I'm Using Cisco ACS and Windows 2K Domain to authenticate Windows XP users connecting to a 1200AP with two SSIDs. I can get PEAP to authenticate only when using the Cisco PEAP supplicant installed (the Microsoft provided supplicant just does not work), and only when both the "Authenticate as Computer when Computer information is Available" and "Validate Server Certificate" boxes are NOT selected using the WinXP wireless config. This is contradictory to the Cisco provided instructions I used:

http://www.cisco.com/warp/public/480/acs-peap.pdf

I am not using Cisco ACU or ACM. Enviroment details:

WinXP clients w/ SP2-driver dated

AP1200 IOS ver 12.2(15)XR2 - Using (2) SSIDs, one fully open, no encryption.
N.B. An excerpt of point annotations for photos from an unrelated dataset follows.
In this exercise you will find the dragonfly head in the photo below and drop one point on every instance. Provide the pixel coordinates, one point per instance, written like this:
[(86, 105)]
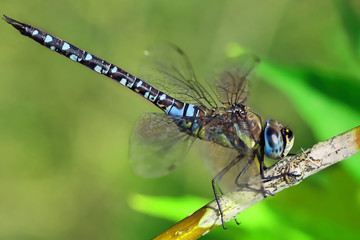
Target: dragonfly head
[(278, 139)]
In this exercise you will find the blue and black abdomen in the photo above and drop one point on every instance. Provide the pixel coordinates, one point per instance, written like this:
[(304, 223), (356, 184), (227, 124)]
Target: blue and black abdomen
[(166, 103)]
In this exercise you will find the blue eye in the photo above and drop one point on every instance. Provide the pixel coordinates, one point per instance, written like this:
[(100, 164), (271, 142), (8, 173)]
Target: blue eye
[(274, 144)]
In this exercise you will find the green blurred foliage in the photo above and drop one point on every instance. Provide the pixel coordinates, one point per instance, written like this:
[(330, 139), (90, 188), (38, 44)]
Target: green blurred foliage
[(64, 133)]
The other using PEAP and WPA/TKIP Mandatory

ACS version 3.2(2)

Win2K domain with a Win2K cert server

A bit more background on the certificates.We are not using Domain Integrated or Entreprise certs in our environment and have just a Stand Alone Root CA. The clients obtain their certs manually through the web interface and this works just fine.

A few questions I have are:

1. Why can't I authenticate using just the Windows supplicant?

2. What is the purpose of the "Authenticate as Computer when Computer Information Available" and

"Validate Server Certificate" options?

3. Can PEAP work with OSX 10.3?

4. Lastly, I understood the process of PEAP to only utilize server side certs (those installed on ACS). Whay are the clients required to install the certs?

mmellet · ‎03-11-2005

Answering partially your second question, 'Authenticate as Computer when Computer Information Available' is required to enable machine authentication and the same has to be enabled on the ACS server also.